|
Artikel:
Tugas Ayah: Sebagaimana apa adanya
Pdt. Dr. Paul Gunadi
|
eberapa tahun terakhir ini muncul satu gerakan baru di tengah umat Kristen Amerika yang disebut The Promise Keepers (Pemegang Janji). Gerakan yang makin populer ini sebenarnya adalah suatu pelayanan yang khusus ditujukan untuk kaum Adam. Salah satu buah dari gerakan ini adalah bertambahnya kesadaran pria untuk menjadi suami dan ayah sebagaimana yang dikehendaki Tuhan. Sebagai salah seorang anggota kaum Adam, saya turut bersuka cita dan menyambut pelayanan yang memang sudah waktunya ini, bak buah yang sudah lama masak menantikan untuk dipetik. Saya pun bermimpi, kapankah gerakan seperti ini muncul di Indonesia. Saya mengakui bahwa ada beberapa konsep tentang kewajiban suami dan ayah yang telah begitu mengakar namun sesungguhnya konsep-konsep itu lebih bersumber pada nilai-nilai sosial-budaya, daripada Alkitab sendiri.

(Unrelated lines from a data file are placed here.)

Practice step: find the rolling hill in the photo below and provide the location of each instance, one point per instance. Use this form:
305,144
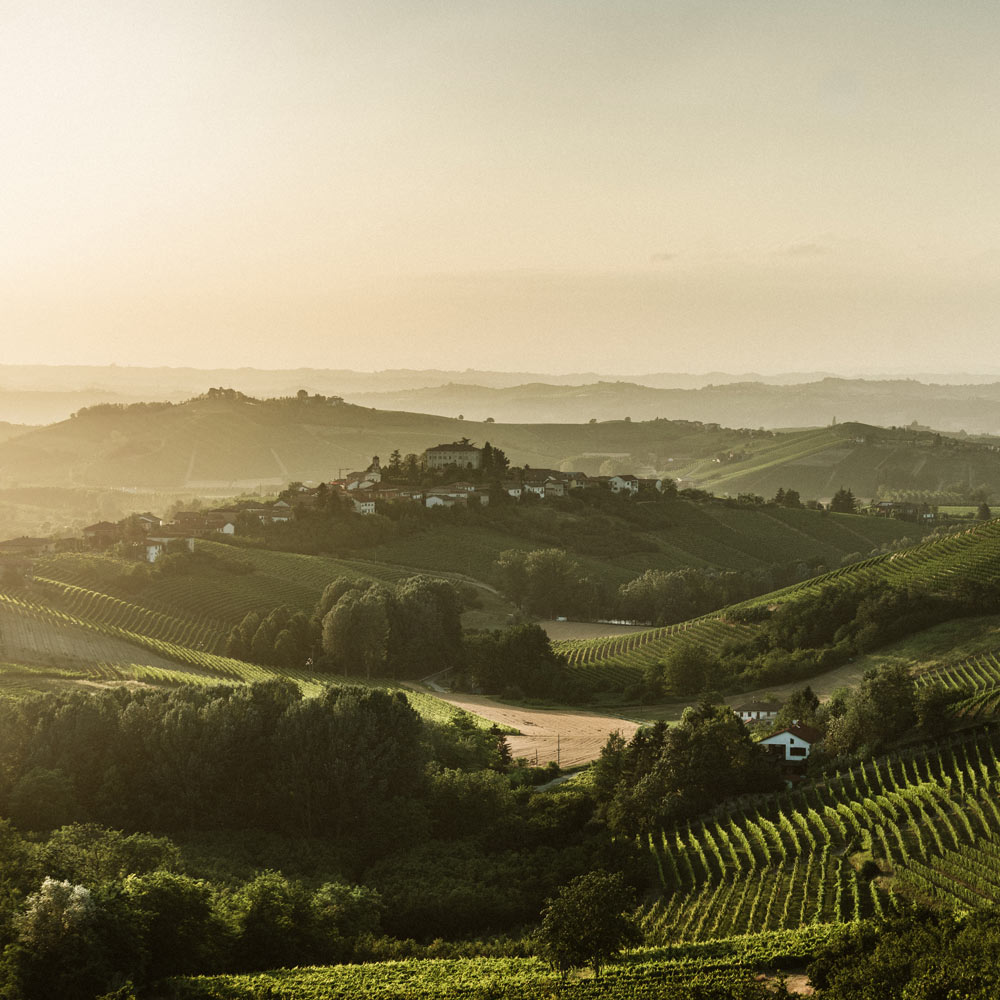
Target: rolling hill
752,403
868,459
973,554
231,443
241,442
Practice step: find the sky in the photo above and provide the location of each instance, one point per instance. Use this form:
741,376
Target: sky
519,184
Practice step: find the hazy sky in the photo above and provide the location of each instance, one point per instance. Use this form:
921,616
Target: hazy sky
550,185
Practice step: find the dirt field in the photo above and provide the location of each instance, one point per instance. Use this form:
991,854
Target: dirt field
575,736
587,630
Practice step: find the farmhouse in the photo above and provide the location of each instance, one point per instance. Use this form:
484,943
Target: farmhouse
102,534
796,741
460,453
753,711
624,484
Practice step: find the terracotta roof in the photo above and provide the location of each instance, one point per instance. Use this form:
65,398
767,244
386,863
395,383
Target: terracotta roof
807,733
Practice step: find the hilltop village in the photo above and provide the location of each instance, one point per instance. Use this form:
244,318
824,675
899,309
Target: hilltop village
458,474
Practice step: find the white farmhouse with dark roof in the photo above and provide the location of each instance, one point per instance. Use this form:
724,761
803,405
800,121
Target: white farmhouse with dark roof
796,741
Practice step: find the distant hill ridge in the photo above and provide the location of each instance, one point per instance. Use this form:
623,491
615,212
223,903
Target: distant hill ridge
42,394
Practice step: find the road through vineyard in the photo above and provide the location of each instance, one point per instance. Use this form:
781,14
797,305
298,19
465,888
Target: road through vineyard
577,736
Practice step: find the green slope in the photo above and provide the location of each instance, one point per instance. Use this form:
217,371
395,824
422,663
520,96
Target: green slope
973,554
866,459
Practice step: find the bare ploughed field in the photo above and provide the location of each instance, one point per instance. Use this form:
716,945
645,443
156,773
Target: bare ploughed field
577,736
557,631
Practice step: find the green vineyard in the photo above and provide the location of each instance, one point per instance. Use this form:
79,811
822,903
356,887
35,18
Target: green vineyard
796,862
973,553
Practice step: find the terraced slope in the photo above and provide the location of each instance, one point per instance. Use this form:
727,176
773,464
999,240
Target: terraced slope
973,554
211,600
795,860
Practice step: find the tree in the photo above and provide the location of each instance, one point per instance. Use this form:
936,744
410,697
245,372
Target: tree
668,775
844,502
801,707
588,922
356,631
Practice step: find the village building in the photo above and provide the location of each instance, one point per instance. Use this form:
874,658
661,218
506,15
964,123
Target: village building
460,453
624,484
795,742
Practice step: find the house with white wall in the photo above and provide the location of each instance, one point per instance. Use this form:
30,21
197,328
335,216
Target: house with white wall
796,741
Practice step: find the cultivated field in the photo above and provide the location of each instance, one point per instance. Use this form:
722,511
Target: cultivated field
561,631
572,738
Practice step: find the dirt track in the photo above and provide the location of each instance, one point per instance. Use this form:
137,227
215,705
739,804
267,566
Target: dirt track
576,736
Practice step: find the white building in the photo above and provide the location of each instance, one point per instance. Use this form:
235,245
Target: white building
465,456
624,484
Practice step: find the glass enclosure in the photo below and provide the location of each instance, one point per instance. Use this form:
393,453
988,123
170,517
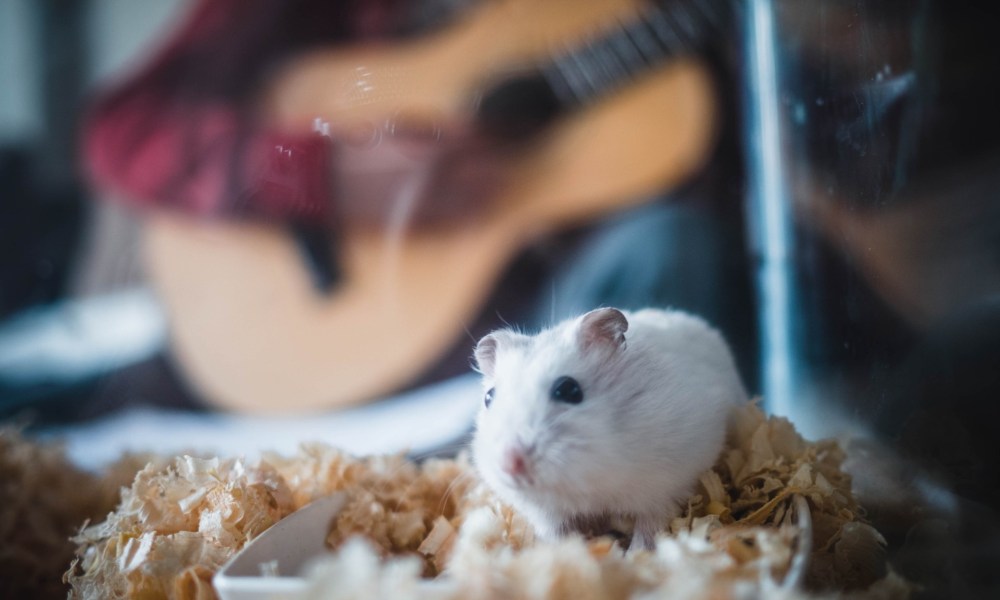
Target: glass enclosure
301,208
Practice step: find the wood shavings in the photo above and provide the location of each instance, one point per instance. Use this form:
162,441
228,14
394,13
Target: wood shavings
44,500
431,531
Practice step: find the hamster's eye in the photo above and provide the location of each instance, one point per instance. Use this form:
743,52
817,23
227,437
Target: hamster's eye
566,389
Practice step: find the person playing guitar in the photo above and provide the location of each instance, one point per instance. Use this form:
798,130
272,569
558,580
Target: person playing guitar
358,189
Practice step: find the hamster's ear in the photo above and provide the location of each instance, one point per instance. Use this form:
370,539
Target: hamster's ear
603,328
486,354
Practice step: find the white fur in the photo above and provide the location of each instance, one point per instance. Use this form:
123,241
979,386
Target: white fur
653,418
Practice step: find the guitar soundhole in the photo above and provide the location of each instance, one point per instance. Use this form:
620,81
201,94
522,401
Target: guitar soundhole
518,108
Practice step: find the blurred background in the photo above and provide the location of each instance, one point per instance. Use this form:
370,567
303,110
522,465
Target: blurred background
297,218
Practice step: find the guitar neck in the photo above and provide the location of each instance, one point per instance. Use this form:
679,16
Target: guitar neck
521,106
583,75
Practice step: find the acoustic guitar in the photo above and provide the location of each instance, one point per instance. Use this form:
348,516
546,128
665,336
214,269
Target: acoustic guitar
636,114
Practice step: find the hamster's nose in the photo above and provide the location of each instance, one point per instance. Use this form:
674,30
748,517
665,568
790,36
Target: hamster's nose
514,462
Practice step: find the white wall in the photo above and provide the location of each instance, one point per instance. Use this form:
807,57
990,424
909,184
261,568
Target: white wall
20,118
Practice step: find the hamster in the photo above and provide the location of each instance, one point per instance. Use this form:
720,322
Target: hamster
603,419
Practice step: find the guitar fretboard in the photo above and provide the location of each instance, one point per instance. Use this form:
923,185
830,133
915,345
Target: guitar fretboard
583,74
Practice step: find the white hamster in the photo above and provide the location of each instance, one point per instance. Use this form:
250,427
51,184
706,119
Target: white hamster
605,418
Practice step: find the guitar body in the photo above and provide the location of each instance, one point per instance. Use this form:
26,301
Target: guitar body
247,326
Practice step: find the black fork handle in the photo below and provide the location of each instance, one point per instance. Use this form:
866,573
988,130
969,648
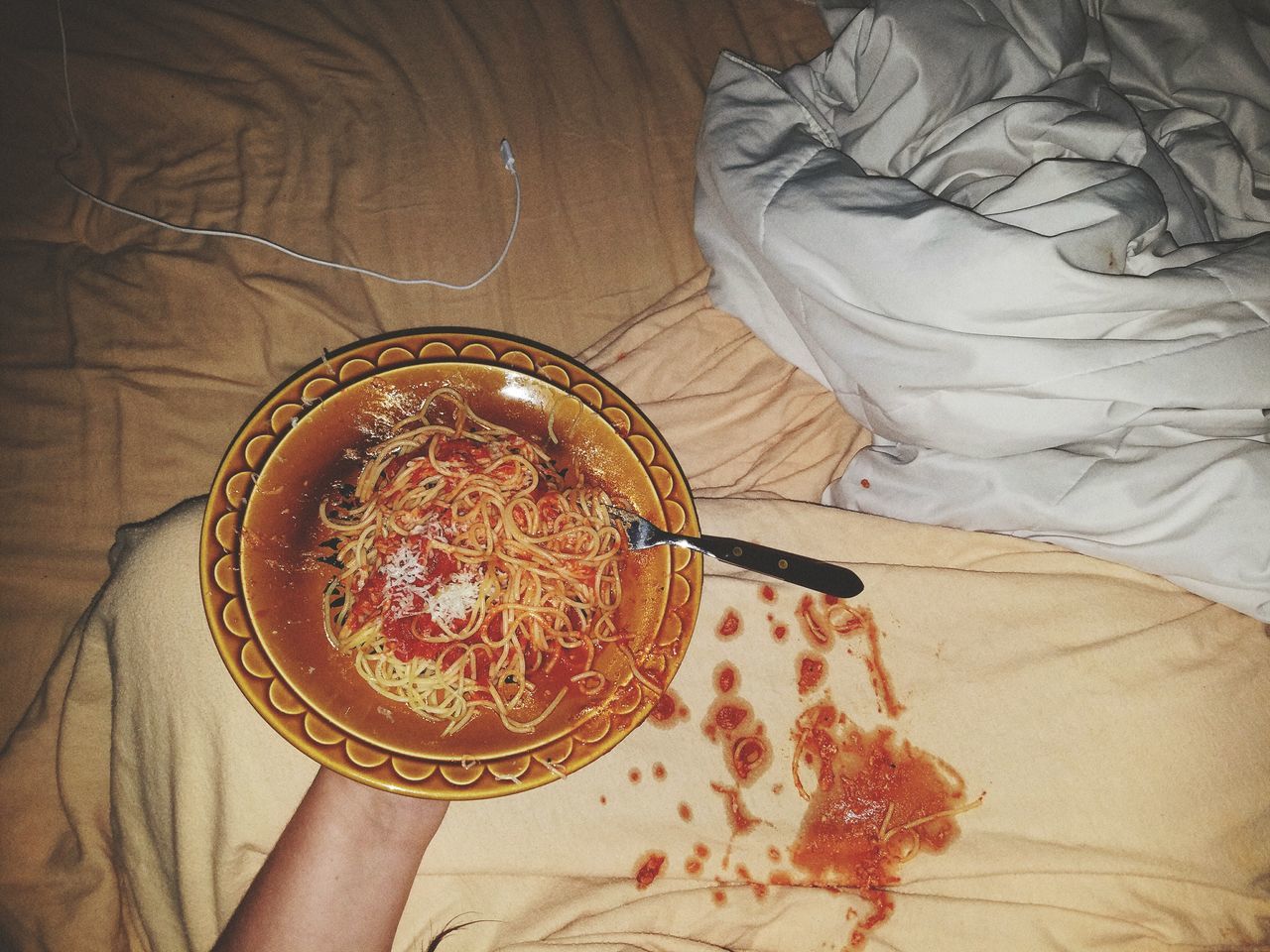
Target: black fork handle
810,572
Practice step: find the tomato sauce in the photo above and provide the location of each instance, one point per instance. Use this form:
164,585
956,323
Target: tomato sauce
725,678
668,710
649,869
874,803
729,626
811,673
815,626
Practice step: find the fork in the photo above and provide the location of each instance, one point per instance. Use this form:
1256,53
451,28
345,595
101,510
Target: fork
810,572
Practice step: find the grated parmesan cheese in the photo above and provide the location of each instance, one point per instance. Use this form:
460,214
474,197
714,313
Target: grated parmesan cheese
452,602
404,571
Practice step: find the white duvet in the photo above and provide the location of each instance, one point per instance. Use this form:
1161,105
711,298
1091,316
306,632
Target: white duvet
1028,244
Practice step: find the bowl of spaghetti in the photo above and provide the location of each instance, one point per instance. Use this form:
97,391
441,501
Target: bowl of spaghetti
412,571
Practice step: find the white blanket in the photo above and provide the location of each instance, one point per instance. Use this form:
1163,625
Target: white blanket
1020,241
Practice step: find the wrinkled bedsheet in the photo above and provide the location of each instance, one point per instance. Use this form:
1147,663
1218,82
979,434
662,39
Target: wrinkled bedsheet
1112,722
1026,245
363,131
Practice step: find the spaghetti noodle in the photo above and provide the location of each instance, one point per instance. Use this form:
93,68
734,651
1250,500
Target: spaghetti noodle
470,574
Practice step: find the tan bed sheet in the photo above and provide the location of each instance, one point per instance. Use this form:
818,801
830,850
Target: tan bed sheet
363,131
1114,722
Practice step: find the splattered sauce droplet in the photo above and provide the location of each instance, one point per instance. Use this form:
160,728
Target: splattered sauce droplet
649,869
729,626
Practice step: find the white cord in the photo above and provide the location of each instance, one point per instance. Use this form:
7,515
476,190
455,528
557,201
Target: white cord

Bertolak dari pikiran di atas ini, ada satu peristiwa yang akhirnya membukakan pemahaman saya akan salah satu tugas ayah. Firman Tuhan yang mencelikkan mata saya ini terambil dari Kejadian 1:26 yang berbunyi, "Baiklah Kita menjadikan manusia menurut gambar dan rupa Kita
". Peristiwa tersebut adalah ketika saya mendisiplin salah satu anak saya. Kira-kira beginilah ceritanya:
Siang itu pundak dan leher saya nyeri dan kaku, kemungkinan akibat pada malam sebelumnya saya duduk di dekat A/C yang kebetulan lumayan dingin. Dalam keadaan yang tidak nyaman tersebut, dua anak kami berkelahi gara-gara yang satu ingin memandikan kelinci peliharaan kakaknya sedangkan si kakak menolak untuk membasahi kelincinya. Pada awalnya saya mendiamkan pertikaian itu dengan harapan, entah bagaimana, mereka akan bisa menyelesaikan konflik tersebut. Ternyata harapan saya meleset; suara si kakak makin bertambah keras melarang adiknya memandikan kelinci peliharaanya karena si adik semakin memaksakan kehendaknya.
Tiba-tiba darah saya naik ke ubun-ubun dan saya segera keluar kamar. Dengan suara keras saya perintahkan si adik untuk menghentikan perbuatannya. Namun yang terjadi sebaliknya, ia malah berusaha memegang kelinci tersebut. Dengan bergegas saya mendekati mereka dan bertanya apa yang sebenarnya terjadi, tetapi belum sempat si adik menjelaskan masalahnya kepada saya, secara tiba-tiba saya langsung memukul pantatnya. Tidak puas dengan hukuman itu, saya lalu mendorongnya beberapa kali secara kasar, seraya memarahinya dengan keras. Dia lari ke kamar sambil menangis terisak-isak
..dan saya pun menyesali perbuatan kasar yang tidak perlu saya lakukan itu.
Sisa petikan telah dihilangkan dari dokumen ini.